Crowdspring – buyer-side market with average results

Recently, I needed a logo, business card and letterhead designed for a new project I’m working on and decided to use Crowdspring (http://www.crowdspring.com).  Crowdspring is a design competition site that is largely aligned with buyer interests.  On Crowdspring, you specify your design requirements for the appropriate medium (print, web, packaging) along with a price.  Your request goes out to designers who then work on your project for you.

Through constructive feedback garnered through the communication channels provided by Crowdspring, designers “improve” their design as you critique.  You quickly weed out the poor designs from the ones worth pursuing further until you have your perfect design.

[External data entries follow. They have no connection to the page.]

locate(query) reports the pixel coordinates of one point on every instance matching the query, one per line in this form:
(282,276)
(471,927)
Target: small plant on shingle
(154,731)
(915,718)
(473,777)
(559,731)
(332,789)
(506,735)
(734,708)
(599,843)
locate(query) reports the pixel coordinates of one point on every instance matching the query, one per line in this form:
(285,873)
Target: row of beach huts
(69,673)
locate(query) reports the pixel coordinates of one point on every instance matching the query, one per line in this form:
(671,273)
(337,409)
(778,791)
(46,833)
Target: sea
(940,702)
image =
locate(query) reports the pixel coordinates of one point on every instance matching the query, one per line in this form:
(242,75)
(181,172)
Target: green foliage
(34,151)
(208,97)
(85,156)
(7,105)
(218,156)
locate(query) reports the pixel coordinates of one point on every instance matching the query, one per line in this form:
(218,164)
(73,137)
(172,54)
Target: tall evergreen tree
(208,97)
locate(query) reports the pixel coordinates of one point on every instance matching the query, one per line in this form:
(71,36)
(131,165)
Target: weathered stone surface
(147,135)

Crowdspring guarantees a number of responses or they provide a refund.  What they don’t tell you is that a designer may throw out 5 mediocre designs for you to consider and each qualifies as an individual response.  Therein lies the “rub” so-to-speak.  Depending on your bid price, you’re bound to get a varying caliber of designers – and rightfully so.  A hotshot designer is competing with at least a dozen to 2 dozen other designers (known as “creatives”) doesn’t want to waste time on several projects only to find out that he’s lost on all but 1 of the projects.

With my project, I found 80% of the submitted designs to be extremely poor – the other 20% were worth pursuing further.  Considering that Crowdspring takes your payment upfront and charges a 15% “commission” as well, you really have no choice to pursue alternative design channels.  For logo designs, the guarantee was 25 responses which at the outset looks like a fair deal but quickly turns otherwise considering multiple submissions from single creatives.  Pair this with rough prototypes for the initial versions and you get to 25 pretty quick.

Ultimately, I found a design that was professional through an seemingly out-of-left-field designer who submitted at the very last minute making the experience a “close call” and while I’m happy that I got my money’s worth, I’m weary to go through the process again.

Instead, I’d consider 99designs.com, another “design competition” site that has lower rates, higher response guarantees, and a larger base of creatives.